The independent suspension is back on all four corners for the GLI version, and VW tells us that the suspension is “performance tuned”. They don’t list details, but I’ll assume that includes higher spring rates (and possibly lower springs) and stiffer shocks, which will definitely improve handling at the cost of a little ride comfort. VW also uses something called “XDS”, or cross differential system, to prevent inside wheel spin during cornering. Unlike Ford’s new Focus, which uses brake-based torque vectoring, VW’s system appears to rely on the differential instead of the brakes. Speaking of brakes, the GLI comes with four wheel discs, with floating calipers painted in red.
Inside, the amenities depend on your choice of model. The base GLI comes with cloth seats (yes, please), a sport styled, flat bottom steering wheel, GLI logos, aluminum accents and alloy pedals. Step up to the GLI Autobahn, and you get a sunroof, dual zone climate control, heated V-Tex leatherette seats (nein, danke) and the Fender premium audio system. Opting for the top of the line GLI Autobahn with Navigation gets you a nav system, keyless entry and push button start, but you’re still stuck with the plastic seats. Why VW doesn’t offer leather seating as an option is beyond me.
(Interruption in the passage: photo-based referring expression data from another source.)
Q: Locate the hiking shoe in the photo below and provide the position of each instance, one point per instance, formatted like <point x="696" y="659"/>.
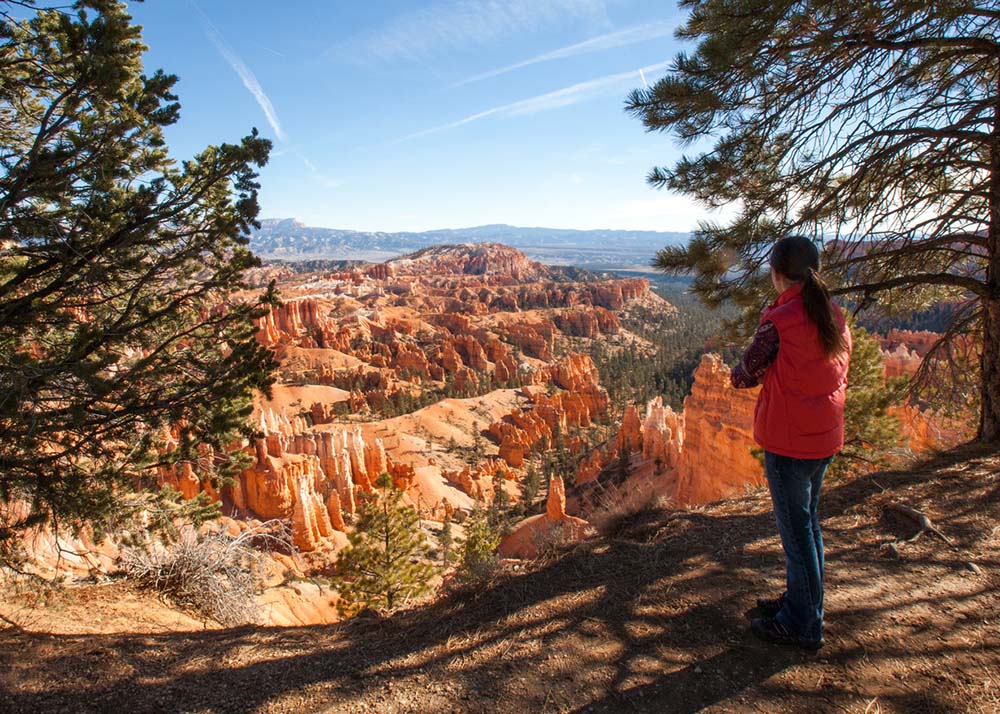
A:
<point x="769" y="607"/>
<point x="769" y="629"/>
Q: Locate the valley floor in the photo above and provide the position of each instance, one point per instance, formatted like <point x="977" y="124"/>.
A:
<point x="649" y="620"/>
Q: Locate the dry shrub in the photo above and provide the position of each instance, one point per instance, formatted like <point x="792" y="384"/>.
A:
<point x="616" y="512"/>
<point x="215" y="574"/>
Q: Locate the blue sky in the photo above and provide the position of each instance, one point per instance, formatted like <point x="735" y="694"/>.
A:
<point x="432" y="114"/>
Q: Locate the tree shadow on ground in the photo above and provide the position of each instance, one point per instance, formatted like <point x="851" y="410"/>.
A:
<point x="613" y="625"/>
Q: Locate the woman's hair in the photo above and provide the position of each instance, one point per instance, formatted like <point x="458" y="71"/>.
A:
<point x="797" y="259"/>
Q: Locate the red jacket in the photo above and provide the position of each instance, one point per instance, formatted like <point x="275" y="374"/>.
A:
<point x="800" y="409"/>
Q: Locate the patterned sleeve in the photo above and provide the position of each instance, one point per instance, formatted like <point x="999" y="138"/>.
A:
<point x="759" y="356"/>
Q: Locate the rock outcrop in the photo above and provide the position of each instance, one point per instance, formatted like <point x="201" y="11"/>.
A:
<point x="715" y="459"/>
<point x="701" y="455"/>
<point x="554" y="528"/>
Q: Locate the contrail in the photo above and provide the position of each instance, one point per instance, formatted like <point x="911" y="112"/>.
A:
<point x="247" y="77"/>
<point x="622" y="38"/>
<point x="567" y="96"/>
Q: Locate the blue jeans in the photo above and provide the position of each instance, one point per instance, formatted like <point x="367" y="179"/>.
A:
<point x="795" y="485"/>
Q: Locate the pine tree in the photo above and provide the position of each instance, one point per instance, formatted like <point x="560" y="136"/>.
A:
<point x="532" y="484"/>
<point x="118" y="273"/>
<point x="479" y="557"/>
<point x="872" y="126"/>
<point x="386" y="562"/>
<point x="478" y="447"/>
<point x="447" y="541"/>
<point x="870" y="431"/>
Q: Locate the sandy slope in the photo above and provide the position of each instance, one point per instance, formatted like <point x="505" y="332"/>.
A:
<point x="650" y="619"/>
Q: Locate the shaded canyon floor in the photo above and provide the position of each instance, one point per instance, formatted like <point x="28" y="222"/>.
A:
<point x="647" y="619"/>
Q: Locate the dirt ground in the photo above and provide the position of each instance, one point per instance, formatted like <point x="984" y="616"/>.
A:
<point x="650" y="619"/>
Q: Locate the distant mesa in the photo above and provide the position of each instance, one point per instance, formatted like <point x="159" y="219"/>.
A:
<point x="290" y="239"/>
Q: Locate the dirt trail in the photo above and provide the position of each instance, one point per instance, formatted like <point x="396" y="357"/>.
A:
<point x="651" y="620"/>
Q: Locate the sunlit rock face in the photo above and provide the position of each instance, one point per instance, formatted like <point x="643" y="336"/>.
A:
<point x="552" y="528"/>
<point x="715" y="459"/>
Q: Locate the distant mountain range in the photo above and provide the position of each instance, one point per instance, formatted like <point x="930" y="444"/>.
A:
<point x="289" y="239"/>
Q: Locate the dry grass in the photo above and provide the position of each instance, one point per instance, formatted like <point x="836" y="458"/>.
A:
<point x="215" y="574"/>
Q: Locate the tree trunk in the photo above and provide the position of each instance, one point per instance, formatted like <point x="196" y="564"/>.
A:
<point x="989" y="422"/>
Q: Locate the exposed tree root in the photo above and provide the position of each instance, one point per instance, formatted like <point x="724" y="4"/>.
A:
<point x="925" y="523"/>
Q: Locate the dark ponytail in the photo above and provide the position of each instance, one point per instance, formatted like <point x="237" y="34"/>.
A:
<point x="797" y="259"/>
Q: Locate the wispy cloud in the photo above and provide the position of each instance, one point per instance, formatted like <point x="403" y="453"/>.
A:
<point x="461" y="24"/>
<point x="245" y="75"/>
<point x="324" y="180"/>
<point x="622" y="38"/>
<point x="567" y="96"/>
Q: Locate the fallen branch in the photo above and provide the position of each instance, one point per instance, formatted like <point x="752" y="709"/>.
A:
<point x="925" y="523"/>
Prices start at $23,495 for a base GLI with the six speed manual, go to $25,545 for a GLI Autobahn and jump to $26,445 for the GLI Autobahn with Nav and a six speed manual. Opting for the DSG gearbox should cost you another $1,100 or so, which puts the price of a well equipped Jetta GLI dangerously close to the $30,000 mark. I’ll reserve judgment until I get to see one up close and personal, but that price had better include higher quality interior materials than those used in base Jetta models. There’s no word on when the GLIs will hit dealerships, but I’ll take a wild guess and say by early summer.